According to sources close to his family, the Afghan asylum seeker ended his life after his application for refugee status was rejected by the US government.
When questioned about the incident, the IGP confirmed the report. However, he said the deceased’s family did not inform the local police about the incident, and the police gathered information independently.
SP (Rural Zone) Hussain Tahir confirmed the report, saying that 19-year-old journalist, Sami, was residing on the sixth floor of Samama Apartments along with his brother and other family members. Sami was born on April 10, 2003 in Badakshan, Afghanistan. He entered Pakistan on November 3, 2022, January 7, 2023 and May 25, 2023, on his last trip.

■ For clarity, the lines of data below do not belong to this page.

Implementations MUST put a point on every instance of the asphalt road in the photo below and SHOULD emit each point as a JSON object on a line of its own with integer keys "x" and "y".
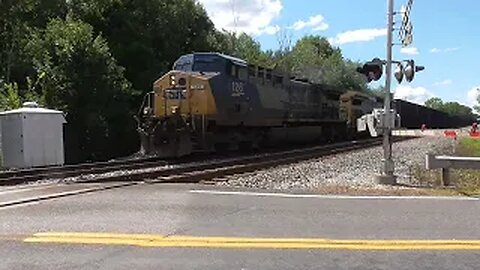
{"x": 175, "y": 227}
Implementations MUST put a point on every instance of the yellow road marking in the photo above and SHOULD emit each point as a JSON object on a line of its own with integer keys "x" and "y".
{"x": 152, "y": 240}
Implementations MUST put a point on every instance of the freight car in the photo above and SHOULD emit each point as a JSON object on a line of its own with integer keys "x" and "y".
{"x": 211, "y": 101}
{"x": 415, "y": 115}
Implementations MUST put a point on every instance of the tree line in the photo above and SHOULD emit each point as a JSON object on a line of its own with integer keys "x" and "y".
{"x": 95, "y": 59}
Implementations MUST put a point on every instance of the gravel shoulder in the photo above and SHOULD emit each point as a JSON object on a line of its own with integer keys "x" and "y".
{"x": 351, "y": 172}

Sami, who had a P1 referral case to the US, had been waiting for years for his case to be processed. He had hoped to seek asylum in the United States but faced a two-year wait. The reason cited for his suicide was the rejection of his asylum request by the United States.

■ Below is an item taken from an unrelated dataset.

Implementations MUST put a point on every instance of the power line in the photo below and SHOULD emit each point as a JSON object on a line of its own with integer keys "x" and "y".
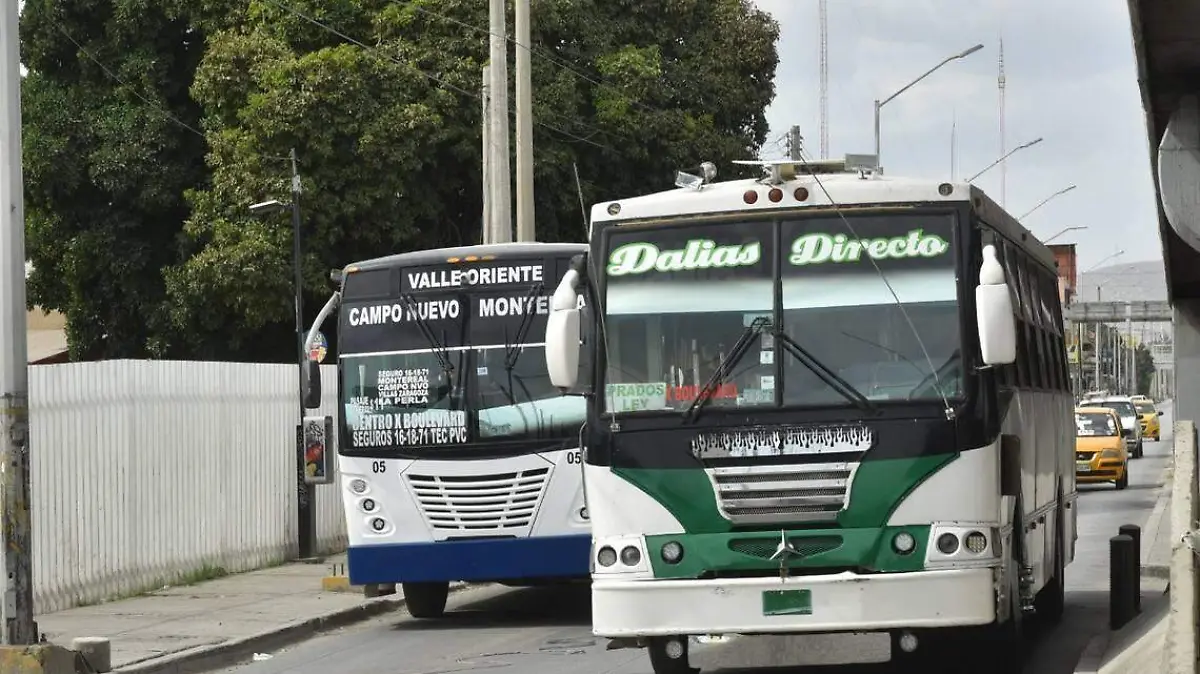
{"x": 419, "y": 71}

Earlier in April 2023, Samiullah Jahesh, another journalist, said he was ready to sell his kidney to provide for his family after being unemployed for over a year after fleeing Afghanistan for Pakistan.
After the Taliban took control of the country in 2021, driving hundreds of thousands of Afghans from their homes, many journalists, including Jahesh, sought refuge abroad.
While some managed to find safety in Europe or the United States, those who remained in Pakistan are now facing increasingly dire conditions. Their visas are nearing expiry and the slow relocation process to a third country has left them unable to secure employment.
Meanwhile, Afrasiab Khattak, a former senator, took to Twitter and addressed the United Nations and the Pakistani government, questioning why these displaced Afghans, who fled their country due to the collapse of former government and ensuing humanitarian crisis, were not being recognised as refugees by the United Nations High Commissioner for Refugees (UNHCR) and the Government of Pakistan.
In late 2021, the Pakistan Federal Union of Journalists (PFUJ) contacted the Committee for Journalist Protection (CPJ) on the situation faced by journalists trapped in Afghanistan during the Taliban rule.
As a result, a committee consisting of senior journalists from the PFUJ was formed, and a memorandum of understanding (MoU) was signed between the National Press Club (NPC) and CPJ.
Consequently, several journalists and their families were relocated to the United States after being granted asylum.
The PFUJ later established a three-member committee called the Pak-Afghan International Forum (PAIF), which comprised senior journalists with expertise in Afghan affairs and the challenges faced by journalists in Afghanistan.
Attempts to obtain response from the Ministry of Foreign Affairs (MOFA) and the International Organisation for Migration (IOM) were unsuccessful.